When it comes to fast food and casual dining scenarios, however, things can be a little different. In these scenarios, receipts can also be used to communicate allergens in writing to customers, for example. Or, allergen information can be represented in the form of QR codes that take customers to a website or mobile app, where there is often more scope to share additional information and detail about allergens than is possible on a receipt (or label). This representation of valuable information is used to help brands protect their customers and their own reputations. In some takeaway fast food situations the receipt is also stuck to the packaging – and conveys proof of purchase along with allergen information. Again, in these situations it’s advisable that linerless, variable length labels are used.

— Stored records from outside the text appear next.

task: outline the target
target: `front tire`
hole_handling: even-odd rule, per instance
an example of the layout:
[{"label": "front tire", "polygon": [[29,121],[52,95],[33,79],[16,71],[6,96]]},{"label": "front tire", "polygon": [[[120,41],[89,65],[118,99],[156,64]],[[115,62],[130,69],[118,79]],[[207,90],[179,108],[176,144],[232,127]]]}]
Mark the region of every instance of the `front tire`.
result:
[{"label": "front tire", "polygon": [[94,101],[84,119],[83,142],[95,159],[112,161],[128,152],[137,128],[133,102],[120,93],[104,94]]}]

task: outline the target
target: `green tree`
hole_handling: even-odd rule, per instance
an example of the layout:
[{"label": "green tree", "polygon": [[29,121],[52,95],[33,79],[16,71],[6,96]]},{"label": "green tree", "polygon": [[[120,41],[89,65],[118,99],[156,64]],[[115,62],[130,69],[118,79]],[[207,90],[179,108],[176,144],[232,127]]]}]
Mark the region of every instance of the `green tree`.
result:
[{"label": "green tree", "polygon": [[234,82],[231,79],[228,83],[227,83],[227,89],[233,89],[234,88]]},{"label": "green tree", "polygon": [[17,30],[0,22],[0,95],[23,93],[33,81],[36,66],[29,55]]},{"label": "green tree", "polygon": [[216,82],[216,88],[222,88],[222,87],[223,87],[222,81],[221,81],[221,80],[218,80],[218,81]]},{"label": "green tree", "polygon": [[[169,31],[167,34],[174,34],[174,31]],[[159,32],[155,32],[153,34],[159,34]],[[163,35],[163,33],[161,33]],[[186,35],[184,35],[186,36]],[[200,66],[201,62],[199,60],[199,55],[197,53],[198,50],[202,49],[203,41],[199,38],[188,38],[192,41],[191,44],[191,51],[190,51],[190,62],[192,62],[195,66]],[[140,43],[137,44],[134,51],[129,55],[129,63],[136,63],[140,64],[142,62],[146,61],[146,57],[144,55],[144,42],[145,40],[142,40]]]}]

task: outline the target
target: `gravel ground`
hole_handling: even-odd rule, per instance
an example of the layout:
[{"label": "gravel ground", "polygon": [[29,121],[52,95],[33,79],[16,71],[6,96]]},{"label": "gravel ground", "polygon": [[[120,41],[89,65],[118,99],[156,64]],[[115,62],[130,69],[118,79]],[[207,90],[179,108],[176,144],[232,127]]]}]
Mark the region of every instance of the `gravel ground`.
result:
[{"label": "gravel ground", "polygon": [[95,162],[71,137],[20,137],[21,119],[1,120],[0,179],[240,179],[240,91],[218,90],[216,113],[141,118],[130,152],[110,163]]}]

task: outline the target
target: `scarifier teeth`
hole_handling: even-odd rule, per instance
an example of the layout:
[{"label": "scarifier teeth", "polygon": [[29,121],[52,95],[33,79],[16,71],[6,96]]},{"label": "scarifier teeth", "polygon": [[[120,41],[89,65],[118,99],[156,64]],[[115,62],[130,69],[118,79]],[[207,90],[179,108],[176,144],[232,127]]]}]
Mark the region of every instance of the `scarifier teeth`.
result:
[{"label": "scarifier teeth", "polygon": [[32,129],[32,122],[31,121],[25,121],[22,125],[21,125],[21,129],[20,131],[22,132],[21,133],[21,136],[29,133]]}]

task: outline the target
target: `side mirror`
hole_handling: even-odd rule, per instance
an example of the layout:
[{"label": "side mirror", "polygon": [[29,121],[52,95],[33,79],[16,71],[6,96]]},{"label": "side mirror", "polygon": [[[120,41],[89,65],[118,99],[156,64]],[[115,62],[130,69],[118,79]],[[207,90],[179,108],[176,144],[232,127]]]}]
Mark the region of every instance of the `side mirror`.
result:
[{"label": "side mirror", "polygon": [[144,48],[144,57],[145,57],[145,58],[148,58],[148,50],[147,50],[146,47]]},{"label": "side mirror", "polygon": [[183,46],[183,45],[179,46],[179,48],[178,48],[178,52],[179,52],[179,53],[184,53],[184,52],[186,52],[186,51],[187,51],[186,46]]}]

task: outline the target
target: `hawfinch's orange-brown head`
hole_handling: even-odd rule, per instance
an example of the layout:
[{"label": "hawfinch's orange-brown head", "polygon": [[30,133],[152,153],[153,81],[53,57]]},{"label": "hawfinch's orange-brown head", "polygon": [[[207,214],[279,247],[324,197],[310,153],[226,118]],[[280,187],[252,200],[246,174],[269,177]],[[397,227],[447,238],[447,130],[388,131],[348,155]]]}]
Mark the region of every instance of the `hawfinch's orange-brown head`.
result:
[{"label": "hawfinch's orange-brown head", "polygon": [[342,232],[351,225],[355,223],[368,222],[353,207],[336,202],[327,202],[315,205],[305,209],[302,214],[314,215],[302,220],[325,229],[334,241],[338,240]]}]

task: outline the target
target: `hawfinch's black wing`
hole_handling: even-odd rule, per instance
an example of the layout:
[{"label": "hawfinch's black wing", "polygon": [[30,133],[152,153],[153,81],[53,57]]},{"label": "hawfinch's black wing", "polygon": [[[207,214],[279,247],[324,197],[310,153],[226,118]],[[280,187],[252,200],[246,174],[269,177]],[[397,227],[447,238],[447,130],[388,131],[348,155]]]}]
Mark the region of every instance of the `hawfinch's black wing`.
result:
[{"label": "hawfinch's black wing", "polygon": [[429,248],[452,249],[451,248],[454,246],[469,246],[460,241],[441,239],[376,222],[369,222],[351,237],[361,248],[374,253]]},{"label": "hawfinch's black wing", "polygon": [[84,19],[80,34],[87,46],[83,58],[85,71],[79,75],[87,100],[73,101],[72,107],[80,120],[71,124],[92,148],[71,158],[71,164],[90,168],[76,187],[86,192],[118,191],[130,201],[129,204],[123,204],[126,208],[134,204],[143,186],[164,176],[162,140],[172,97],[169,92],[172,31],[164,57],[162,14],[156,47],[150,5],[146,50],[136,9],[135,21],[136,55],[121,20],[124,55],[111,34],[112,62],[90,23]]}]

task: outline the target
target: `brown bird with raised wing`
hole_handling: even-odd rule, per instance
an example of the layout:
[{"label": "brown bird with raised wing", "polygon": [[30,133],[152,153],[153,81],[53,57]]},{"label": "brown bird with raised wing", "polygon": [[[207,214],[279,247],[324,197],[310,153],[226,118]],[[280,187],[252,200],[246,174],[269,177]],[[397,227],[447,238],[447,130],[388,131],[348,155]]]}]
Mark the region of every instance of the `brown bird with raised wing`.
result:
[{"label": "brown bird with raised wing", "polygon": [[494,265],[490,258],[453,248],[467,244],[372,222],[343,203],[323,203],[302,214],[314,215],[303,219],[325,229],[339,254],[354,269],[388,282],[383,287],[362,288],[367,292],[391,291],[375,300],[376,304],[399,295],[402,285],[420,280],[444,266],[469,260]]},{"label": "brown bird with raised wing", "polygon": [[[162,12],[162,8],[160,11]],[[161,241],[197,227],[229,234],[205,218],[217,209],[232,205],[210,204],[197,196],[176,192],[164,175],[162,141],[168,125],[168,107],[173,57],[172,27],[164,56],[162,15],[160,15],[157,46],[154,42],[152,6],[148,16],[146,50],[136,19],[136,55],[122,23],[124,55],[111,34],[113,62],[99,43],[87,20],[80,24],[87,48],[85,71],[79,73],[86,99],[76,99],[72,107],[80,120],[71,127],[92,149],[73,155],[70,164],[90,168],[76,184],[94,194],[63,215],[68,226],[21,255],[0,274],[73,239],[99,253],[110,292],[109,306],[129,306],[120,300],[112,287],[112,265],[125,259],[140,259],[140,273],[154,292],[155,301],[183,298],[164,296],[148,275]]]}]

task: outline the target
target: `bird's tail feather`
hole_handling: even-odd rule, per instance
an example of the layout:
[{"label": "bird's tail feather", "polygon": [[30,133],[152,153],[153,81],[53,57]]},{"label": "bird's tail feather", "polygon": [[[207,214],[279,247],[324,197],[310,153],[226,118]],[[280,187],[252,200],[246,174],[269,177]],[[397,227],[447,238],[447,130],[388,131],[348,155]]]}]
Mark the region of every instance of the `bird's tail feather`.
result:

This is because they are more cost effective for the business and because they optimise the use of the label for printing. In comparison, if a traditional sticky label is used, it is often the case that several labels need to be used to convey all the necessary information required to communicate with the customer, because not all the necessary information can fit onto just one label. So, more than one label might be needed, and while this doesn’t seem problematic it can be because information might need to be spread correctly in a good format for customers to read across two or three or maybe even four labels. In these situations the space on the label is generally not well used or optimised, causing a waste of label printing. A better approach is to use variable length linerless label printing. This means the order is printed onto the precise amount of label length required to convey the key information to each customer. So, if the length of the receipt label only needs to be 5cm to convey the necessary information, then that’s how long it will be, if it needs to be longer or shorter, it will be. Why use three labels when one correctly sized and formatted one will be sufficient?
Conclusion
According to data acquired by Price Baily around 500 restaurants shut down at the end of last year. While a strong menu and proposition enables restaurants to compete, a lot of their success is additionally underpinned by the performance of the economy and the back office systems that they have put in place that enables them to accurately and effectively produce their customer’s orders. Without these supporting systems in place – including appropriate kitchen order management systems, receipt and label printers – they will be unable to take and execute orders accurately to the high standards that customers expect these days. This could therefore ultimately impact their bottom line, and affect brand reputation too.